The free trade deal inked by Turkey and the U.K. will take effect from Jan. 1, 2021.

Without the deal, about 75 percent of Turkish exports to the U.K. would be subject to tariffs, causing losses of some $2.4 billion.

In 2019, Turkey’s exports to the United Kingdom – its second-largest export market behind Germany – stood at $11.3 billion, while imports totaled $5.6 billion.

The U.K.’s investments in Turkey are around $11.6 billion.

In the first 10 months of this year, Turkey’s exports to the U.K. reached $8.8 billion, while imports from Britain was just half of that volume - a trade plus of $4.4 billion for Turkey.

“We are taking the first step towards further deepening our ties while maintaining 25-year gains from the customs union,” Turkish Trade Minister Ruhsar Pekcan said at the signing ceremony on Dec. 29, referring to Turkey’s 1995 customs union deal with the EU from which Britain is making its final exit on Dec. 31.

On her part, British International Trade Secretary Liz Truss said both sides are eager to extend the deal to include services and other sectors, naming financial services, biotechnology, steel industry and automotive as areas having huge potential in bilateral ties.

The agreement will ensure integration to the rapidly changing global supply chains in the short term, said Ayşem Sargın, the head of the Istanbul-based International Investors Association (YASED).

“After this important stage, we have been attaching importance to extending the agreement between the two countries to include areas of investments and services,” she said.

Şekib Avdagiç, the head of the Istanbul Chamber of Commerce (İTO), hailed the agreement with the world’s sixth-largest economy, saying that it “opens a new era in Turkey’s foreign trade.”

“The agreement with the U.K. and other possible developments will force the EU, which is reluctant to update the customs union agreement, to think twice,” he added.

Turkey has been insisting on upgrading the EU customs union agreement, which does not cover sectors such as services and e-commerce, for several years.
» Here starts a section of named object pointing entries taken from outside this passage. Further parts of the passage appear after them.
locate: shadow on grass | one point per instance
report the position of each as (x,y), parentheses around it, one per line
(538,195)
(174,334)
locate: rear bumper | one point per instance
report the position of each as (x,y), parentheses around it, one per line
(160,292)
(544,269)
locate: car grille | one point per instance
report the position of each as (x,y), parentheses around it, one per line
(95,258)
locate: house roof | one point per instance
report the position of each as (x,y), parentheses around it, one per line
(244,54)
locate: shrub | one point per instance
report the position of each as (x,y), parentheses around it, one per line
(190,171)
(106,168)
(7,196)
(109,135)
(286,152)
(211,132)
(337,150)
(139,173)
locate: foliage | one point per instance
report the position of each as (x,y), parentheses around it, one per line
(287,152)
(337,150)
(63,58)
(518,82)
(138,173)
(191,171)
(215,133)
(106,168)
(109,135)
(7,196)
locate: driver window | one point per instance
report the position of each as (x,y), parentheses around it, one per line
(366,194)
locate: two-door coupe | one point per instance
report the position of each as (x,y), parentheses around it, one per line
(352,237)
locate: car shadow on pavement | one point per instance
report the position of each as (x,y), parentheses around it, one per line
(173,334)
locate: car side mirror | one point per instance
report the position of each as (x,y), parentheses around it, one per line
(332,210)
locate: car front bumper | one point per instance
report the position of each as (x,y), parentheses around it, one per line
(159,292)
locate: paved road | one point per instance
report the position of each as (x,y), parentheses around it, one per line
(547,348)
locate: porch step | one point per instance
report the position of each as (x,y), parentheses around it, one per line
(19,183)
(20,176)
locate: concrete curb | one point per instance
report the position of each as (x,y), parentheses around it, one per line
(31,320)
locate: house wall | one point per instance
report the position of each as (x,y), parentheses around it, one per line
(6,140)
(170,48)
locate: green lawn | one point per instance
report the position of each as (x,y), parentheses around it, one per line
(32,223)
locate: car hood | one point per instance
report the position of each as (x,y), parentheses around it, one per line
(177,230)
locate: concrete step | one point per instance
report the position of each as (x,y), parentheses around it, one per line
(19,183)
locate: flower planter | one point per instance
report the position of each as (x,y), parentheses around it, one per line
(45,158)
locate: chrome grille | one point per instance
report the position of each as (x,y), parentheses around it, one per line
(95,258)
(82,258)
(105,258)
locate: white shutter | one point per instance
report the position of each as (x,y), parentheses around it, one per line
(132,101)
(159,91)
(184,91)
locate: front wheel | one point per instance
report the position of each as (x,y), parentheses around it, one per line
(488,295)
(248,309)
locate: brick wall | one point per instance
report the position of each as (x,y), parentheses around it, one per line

Under a 2016 deal, Turkey took steps to stem a tide of refugees, and the EU had pledged to take steps on visa liberalization and updating the outdated customs union.

Turkish automakers also expressed their appreciation of the free trade deal between Ankara and London.

“We will keep our advantage of exporting to this country without tariffs,” said Baran Çelik, the head of Uludag Automotive Industry Exporters’ Association (OİB).

Underlining that Britain is the top third export market for the Turkish automotive industry with a volume of around $2.2 billion this year, he said, “Without a deal, there would be customs barriers of 5 percent in supply industry exports and 18 percent in passenger and commercial cars.”

Ford Otosan, a joint venture of Turkey’s Koç Holding and U.S. giant Ford Motor, makes nearly 10 percent of Turkey’s exports to Britain.

“We believe that our trade volume with the United Kingdom will keep growing in the upcoming period with this agreement, which is vital in protecting the global reputation and competitive advantage of our automotive industry,” said Haydar Yenigün, the general manager of Ford Otosan.

In 2019, Turkish automotive companies directly sold 122,500 units in the U.K. market for $1.8 billion. With indirect sales conducted through third countries, Turkey’s auto exports to the U.K. were estimated at around $3 billion.

On the other hand, Turkey ranks second in Britain’s machinery exports and is the top fifth country for British auto exports.